ASPOST.ID- Momentum bulan suci Ramadhan dimanfaatkan komunitas futsal di Lhokseumawe sebagai ruang memperkuat solidaritas sekaligus menggaungkan gerakan anti judi online di kalangan generasi muda.

Kegiatan pengabdian kepada masyarakat yang dirangkai dengan buka puasa bersama pada Selasa (17/3) itu tidak sekadar menjadi ajang silaturahmi, tetapi juga forum konsolidasi lintas generasi dalam membangun komitmen kolektif menghadapi ancaman sosial digital yang kian masif.

Melibatkan atlet aktif, mantan pemain, hingga pengurus futsal dari berbagai era, kegiatan ini dinilai strategis dalam memperkuat karakter, mentalitas, serta kesadaran hukum generasi muda melalui pendekatan olahraga.

Sekretaris LPPM Universitas Malikussaleh (Unimal), Dr. Eng. M. Fikry, menegaskan bahwa olahraga memiliki peran vital sebagai benteng sosial dalam menghadapi degradasi moral, termasuk maraknya praktik judi online yang menyasar anak muda.

“Olahraga bukan hanya soal prestasi, tetapi juga instrumen pembinaan karakter. Kolaborasi akademisi dan komunitas olahraga harus terus diperkuat agar lahir generasi yang tangguh, berintegritas, dan sadar hukum,” ujarnya.

Ketua Asosiasi Futsal Kota Lhokseumawe periode 2021–2025, Ferdy Saputra, menyebut pertemuan tiga generasi tim futsal PORA sebagai momen langka yang sarat nilai historis. Ia menilai kegiatan tersebut menjadi simbol kesinambungan pembinaan olahraga di daerah.

“Ini bukan sekadar reuni, tetapi ruang transfer pengalaman dan nilai-nilai positif antar generasi,” katanya.

Diskusi yang berlangsung turut menghadirkan akademisi dan praktisi hukum yang mengulas bahaya laten judi online dari perspektif hukum dan sosial. Penekanan diberikan pada pentingnya edukasi sejak dini serta peran aktif komunitas dalam mencegah penyimpangan perilaku di tengah masyarakat.

Sementara itu, Pembina Self Management Indonesia, Azwar Jafar, bersama Muhammad Zaki, memberikan motivasi terkait pentingnya pengelolaan diri dalam menghadapi tekanan sosial dan perkembangan teknologi yang semakin kompleks.

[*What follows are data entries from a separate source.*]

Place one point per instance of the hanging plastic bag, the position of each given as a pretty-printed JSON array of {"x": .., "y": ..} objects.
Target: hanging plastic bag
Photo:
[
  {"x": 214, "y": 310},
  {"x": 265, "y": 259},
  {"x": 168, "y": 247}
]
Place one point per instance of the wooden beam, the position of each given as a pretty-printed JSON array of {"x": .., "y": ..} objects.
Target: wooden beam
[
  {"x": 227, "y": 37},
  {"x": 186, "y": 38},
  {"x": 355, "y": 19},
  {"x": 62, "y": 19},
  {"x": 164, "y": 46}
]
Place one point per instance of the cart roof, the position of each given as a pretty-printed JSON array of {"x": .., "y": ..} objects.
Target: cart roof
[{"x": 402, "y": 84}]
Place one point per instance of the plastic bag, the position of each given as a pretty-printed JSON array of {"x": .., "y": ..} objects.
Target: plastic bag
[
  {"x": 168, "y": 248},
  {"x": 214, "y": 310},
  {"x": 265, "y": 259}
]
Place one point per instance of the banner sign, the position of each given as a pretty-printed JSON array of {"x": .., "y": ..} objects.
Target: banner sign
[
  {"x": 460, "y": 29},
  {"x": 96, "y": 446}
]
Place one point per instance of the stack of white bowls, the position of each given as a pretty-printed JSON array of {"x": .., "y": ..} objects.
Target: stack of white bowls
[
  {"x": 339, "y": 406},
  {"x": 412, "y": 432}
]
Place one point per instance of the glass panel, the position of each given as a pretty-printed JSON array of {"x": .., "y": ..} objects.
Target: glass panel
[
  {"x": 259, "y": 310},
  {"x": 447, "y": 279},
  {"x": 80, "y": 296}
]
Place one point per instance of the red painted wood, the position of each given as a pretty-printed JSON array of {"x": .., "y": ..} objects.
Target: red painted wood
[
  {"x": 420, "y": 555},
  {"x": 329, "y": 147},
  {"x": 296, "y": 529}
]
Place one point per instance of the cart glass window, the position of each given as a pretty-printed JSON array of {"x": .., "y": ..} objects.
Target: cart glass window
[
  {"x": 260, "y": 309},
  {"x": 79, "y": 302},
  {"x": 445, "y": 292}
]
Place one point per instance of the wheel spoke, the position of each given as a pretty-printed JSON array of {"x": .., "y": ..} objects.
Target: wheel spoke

Kegiatan ini juga dihadiri sejumlah akademisi, di antaranya Dr. Hadi Iskandar, S.H., M.H., Dr. Yusrizal Hasbi, S.H., M.H., Dr. Budi Bahreisy, S.H., M.H., serta Romi Asmara, S.H., M.Hum., yang turut memperkaya perspektif intelektual dalam penguatan nilai hukum dan karakter generasi muda.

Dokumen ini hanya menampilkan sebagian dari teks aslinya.